Kale is one of those foods that is so ridiculously nutritious, it’s like nature’s multivitamin. Sadly though, people tend to demure from its bold, bitter toughness, which is too bad. You’d think people would adore it, but no. I suspect there are plenty of folks out there who would prefer to nosh on a big bowl of salty, crispy potato chips, while bunches of kale whither away, forlorn in the produce department. The sad irony is that kale can be just as salty and crisp as the next vegetable.
Speaking of kale withering away, we bought the bunch used in this post over a week ago. I stored it the way I normally do, in a vase in the fridge with a little water to keep it hydrated. After a couple days though, the leaves started to look a little droopy. I replaced the water in the vase, which helped a bit but not much. Finally, this morning it occurred to me that maybe our little kale was missing the sunshine. I took take vase out of the fridge, set it in the sun and the kale perked right up. Which brings me to today’s helpful tip:
Kale chips are a salty snack with a satisfying crispness. There are a million recipes out there for kale chips. This one is mine. I like using a bit of granulated garlic to add a little savoriness to them, and I like to cook them slowly at a low temperature to prevent the oil from burning. The most important thing to remember is that the kale needs to be thoroughly dried before tossing the oil. Otherwise they tend to steam, and really, who wants that?

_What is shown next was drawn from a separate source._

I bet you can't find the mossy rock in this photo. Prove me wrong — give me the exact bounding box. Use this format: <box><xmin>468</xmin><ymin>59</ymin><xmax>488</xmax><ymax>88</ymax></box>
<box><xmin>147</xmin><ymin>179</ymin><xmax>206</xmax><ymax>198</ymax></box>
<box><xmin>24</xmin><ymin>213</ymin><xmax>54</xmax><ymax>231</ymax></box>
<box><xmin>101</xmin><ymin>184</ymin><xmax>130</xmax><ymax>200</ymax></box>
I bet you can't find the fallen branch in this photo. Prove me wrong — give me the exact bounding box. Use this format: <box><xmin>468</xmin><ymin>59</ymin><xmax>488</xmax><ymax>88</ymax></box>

These are lovely served as a snack with a nice cold drink to wash them down.
Kale Chips - serves 2-4
6 – 8 stalks of fresh kale
2 tablespoons olive oil
1/4 teaspoons granulated garlic
1/4 teaspoon table salt
Pre-heat the oven to 300 degrees.
Cut the spines out of each kale stalk and discard. Cut the leaves into bite sized pieces, about 1 or 2 square inches, roughly.
In a large bowl, toss the kale with olive oil, granulated garlic and salt.
Arrange the leaves in one layer on a large baking sheet or two. You may need to work in batches.
Bake for 25 minutes, or until the kale is crisp and not at all soft. Allow to cool before transferring to a serving dish.
Serve alone or at parties to guests who will say you’re tremendously clever for baking kale into a chip.